5.—(1) Regulation 3 M1 is amended as follows.
(2) In paragraph (11)(a), for “an EEA State”, substitute “ the United Kingdom or a country that is included in the list referred to in paragraph (11A) ”.
(3) After paragraph (11), insert—
“(11A) The licensing authority must publish a list of countries where a sponsor of a clinical trial, or their legal representative, may be established for the purpose of paragraph (11).
(11B) In order to determine whether a country should be included in the list referred to in paragraph (11A), the licensing authority may, in particular, take into account—
(a)the mechanisms that the country has in place to assist the licensing authority in contacting, or obtaining information in respect of, a sponsor or legal representative that is established there; and
(b)the country's ability to assist the licensing authority in any action it may need to take in respect of a sponsor or legal representative that is established there.

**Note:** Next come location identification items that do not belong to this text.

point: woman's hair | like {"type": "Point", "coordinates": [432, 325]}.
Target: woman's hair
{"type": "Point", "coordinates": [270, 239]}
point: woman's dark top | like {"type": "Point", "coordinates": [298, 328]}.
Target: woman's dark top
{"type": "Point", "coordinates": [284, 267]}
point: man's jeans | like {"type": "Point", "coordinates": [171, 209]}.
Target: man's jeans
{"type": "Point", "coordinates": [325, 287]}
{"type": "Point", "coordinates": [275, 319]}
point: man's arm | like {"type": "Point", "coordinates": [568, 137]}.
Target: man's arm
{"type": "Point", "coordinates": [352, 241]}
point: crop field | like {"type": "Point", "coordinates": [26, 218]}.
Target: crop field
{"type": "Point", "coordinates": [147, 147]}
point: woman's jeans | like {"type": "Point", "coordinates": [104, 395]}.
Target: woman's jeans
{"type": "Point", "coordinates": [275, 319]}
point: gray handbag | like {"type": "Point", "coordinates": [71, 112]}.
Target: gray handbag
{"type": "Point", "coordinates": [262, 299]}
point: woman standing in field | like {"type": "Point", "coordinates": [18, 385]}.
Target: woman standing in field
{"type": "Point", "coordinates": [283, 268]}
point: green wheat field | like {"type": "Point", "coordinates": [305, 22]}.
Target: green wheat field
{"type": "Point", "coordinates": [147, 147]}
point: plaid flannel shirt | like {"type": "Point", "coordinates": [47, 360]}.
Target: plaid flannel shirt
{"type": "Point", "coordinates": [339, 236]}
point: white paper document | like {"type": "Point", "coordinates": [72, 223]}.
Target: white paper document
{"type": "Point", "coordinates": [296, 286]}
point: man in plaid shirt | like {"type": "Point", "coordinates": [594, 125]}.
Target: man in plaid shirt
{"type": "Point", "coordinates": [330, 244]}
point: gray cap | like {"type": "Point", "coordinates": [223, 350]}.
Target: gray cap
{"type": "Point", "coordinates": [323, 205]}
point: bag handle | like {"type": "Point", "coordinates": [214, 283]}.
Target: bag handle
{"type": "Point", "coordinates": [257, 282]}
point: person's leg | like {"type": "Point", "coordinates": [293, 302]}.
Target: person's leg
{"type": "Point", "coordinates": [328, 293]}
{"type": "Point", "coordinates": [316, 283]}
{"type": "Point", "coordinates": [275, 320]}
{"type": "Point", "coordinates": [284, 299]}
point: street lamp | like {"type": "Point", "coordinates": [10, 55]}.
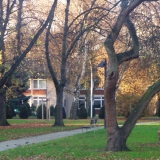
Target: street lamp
{"type": "Point", "coordinates": [103, 64]}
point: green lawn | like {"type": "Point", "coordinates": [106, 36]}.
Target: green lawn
{"type": "Point", "coordinates": [143, 142]}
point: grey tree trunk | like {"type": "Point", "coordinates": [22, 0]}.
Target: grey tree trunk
{"type": "Point", "coordinates": [59, 113]}
{"type": "Point", "coordinates": [3, 121]}
{"type": "Point", "coordinates": [117, 137]}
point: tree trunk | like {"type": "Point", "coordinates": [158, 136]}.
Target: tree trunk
{"type": "Point", "coordinates": [59, 105]}
{"type": "Point", "coordinates": [117, 141]}
{"type": "Point", "coordinates": [158, 104]}
{"type": "Point", "coordinates": [3, 121]}
{"type": "Point", "coordinates": [73, 112]}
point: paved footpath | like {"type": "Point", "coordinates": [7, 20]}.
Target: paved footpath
{"type": "Point", "coordinates": [6, 145]}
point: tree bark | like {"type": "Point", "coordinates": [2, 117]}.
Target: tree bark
{"type": "Point", "coordinates": [59, 113]}
{"type": "Point", "coordinates": [117, 137]}
{"type": "Point", "coordinates": [3, 121]}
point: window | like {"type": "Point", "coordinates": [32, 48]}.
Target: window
{"type": "Point", "coordinates": [39, 84]}
{"type": "Point", "coordinates": [81, 102]}
{"type": "Point", "coordinates": [39, 100]}
{"type": "Point", "coordinates": [98, 102]}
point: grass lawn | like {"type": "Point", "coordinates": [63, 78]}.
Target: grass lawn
{"type": "Point", "coordinates": [143, 142]}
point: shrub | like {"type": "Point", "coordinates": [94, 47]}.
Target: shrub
{"type": "Point", "coordinates": [39, 112]}
{"type": "Point", "coordinates": [63, 112]}
{"type": "Point", "coordinates": [9, 112]}
{"type": "Point", "coordinates": [52, 110]}
{"type": "Point", "coordinates": [102, 113]}
{"type": "Point", "coordinates": [93, 111]}
{"type": "Point", "coordinates": [33, 109]}
{"type": "Point", "coordinates": [24, 111]}
{"type": "Point", "coordinates": [158, 112]}
{"type": "Point", "coordinates": [82, 113]}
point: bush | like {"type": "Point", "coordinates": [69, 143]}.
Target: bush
{"type": "Point", "coordinates": [82, 113]}
{"type": "Point", "coordinates": [39, 112]}
{"type": "Point", "coordinates": [9, 112]}
{"type": "Point", "coordinates": [93, 111]}
{"type": "Point", "coordinates": [52, 110]}
{"type": "Point", "coordinates": [158, 112]}
{"type": "Point", "coordinates": [63, 112]}
{"type": "Point", "coordinates": [33, 109]}
{"type": "Point", "coordinates": [102, 113]}
{"type": "Point", "coordinates": [24, 111]}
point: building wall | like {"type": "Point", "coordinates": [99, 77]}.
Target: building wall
{"type": "Point", "coordinates": [49, 92]}
{"type": "Point", "coordinates": [45, 93]}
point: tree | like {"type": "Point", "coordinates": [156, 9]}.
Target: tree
{"type": "Point", "coordinates": [74, 27]}
{"type": "Point", "coordinates": [117, 136]}
{"type": "Point", "coordinates": [7, 12]}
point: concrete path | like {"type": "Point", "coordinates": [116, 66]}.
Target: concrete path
{"type": "Point", "coordinates": [6, 145]}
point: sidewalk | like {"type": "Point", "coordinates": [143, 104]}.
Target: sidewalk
{"type": "Point", "coordinates": [6, 145]}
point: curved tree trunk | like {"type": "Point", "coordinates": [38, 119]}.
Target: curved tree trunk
{"type": "Point", "coordinates": [3, 121]}
{"type": "Point", "coordinates": [117, 137]}
{"type": "Point", "coordinates": [59, 105]}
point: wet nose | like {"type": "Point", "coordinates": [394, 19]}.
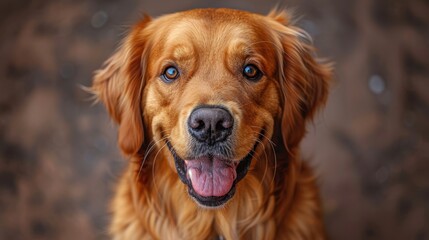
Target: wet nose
{"type": "Point", "coordinates": [210, 124]}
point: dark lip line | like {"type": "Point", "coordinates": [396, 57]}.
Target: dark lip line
{"type": "Point", "coordinates": [242, 169]}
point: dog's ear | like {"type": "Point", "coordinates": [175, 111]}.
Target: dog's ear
{"type": "Point", "coordinates": [304, 81]}
{"type": "Point", "coordinates": [119, 85]}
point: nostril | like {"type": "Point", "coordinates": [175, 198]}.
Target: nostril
{"type": "Point", "coordinates": [210, 124]}
{"type": "Point", "coordinates": [226, 124]}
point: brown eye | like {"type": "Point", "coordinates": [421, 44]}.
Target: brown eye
{"type": "Point", "coordinates": [170, 74]}
{"type": "Point", "coordinates": [251, 72]}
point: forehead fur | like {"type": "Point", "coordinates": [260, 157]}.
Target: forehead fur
{"type": "Point", "coordinates": [209, 32]}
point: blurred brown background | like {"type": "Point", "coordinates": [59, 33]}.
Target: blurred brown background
{"type": "Point", "coordinates": [58, 154]}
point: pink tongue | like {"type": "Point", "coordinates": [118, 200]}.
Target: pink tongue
{"type": "Point", "coordinates": [211, 177]}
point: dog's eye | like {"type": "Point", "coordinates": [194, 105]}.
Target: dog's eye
{"type": "Point", "coordinates": [251, 72]}
{"type": "Point", "coordinates": [170, 74]}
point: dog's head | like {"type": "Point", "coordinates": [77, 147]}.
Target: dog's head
{"type": "Point", "coordinates": [210, 89]}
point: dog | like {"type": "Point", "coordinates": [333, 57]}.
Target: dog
{"type": "Point", "coordinates": [211, 106]}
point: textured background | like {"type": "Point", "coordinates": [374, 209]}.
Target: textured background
{"type": "Point", "coordinates": [58, 154]}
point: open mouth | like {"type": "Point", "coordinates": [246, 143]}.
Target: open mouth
{"type": "Point", "coordinates": [211, 179]}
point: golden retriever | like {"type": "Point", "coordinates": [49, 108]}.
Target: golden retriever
{"type": "Point", "coordinates": [212, 105]}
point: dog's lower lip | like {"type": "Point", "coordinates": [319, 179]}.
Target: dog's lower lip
{"type": "Point", "coordinates": [241, 168]}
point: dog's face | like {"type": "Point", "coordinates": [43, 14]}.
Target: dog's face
{"type": "Point", "coordinates": [208, 88]}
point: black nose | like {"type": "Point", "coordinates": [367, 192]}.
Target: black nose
{"type": "Point", "coordinates": [210, 124]}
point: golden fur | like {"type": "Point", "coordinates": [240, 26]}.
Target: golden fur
{"type": "Point", "coordinates": [278, 198]}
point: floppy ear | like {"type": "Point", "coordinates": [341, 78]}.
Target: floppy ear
{"type": "Point", "coordinates": [304, 80]}
{"type": "Point", "coordinates": [119, 86]}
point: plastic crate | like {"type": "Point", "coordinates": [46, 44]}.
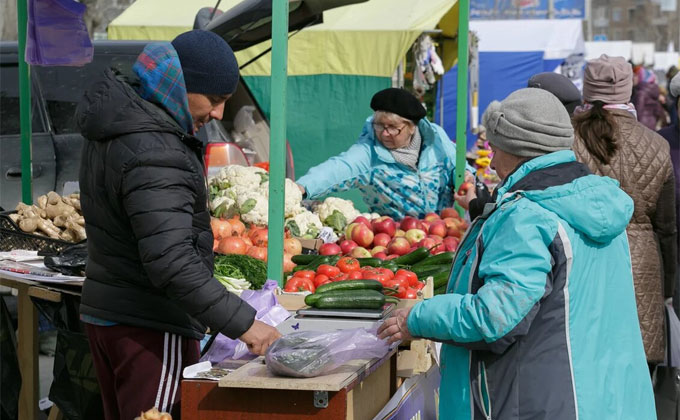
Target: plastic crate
{"type": "Point", "coordinates": [11, 238]}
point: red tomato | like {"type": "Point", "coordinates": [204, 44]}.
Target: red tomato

(11C) The licensing authority must—
(a)review the countries it has included in the list referred to in paragraph (11A) to determine if it is still satisfied that the country should remain on that list, and if it is not so satisfied, remove that country from the list; and
(b)undertake such a review at least every three years beginning on the date on which that country is included in that list.”.
Commencement Information
I1Reg. 5 in force at 31.12.2020 on IP completion day (in accordance with 2020 c. 1, Sch. 5 para. 1(1)), see reg. 1
Marginal Citations
M1Regulation 3 was amended by S.I. 2006/1928.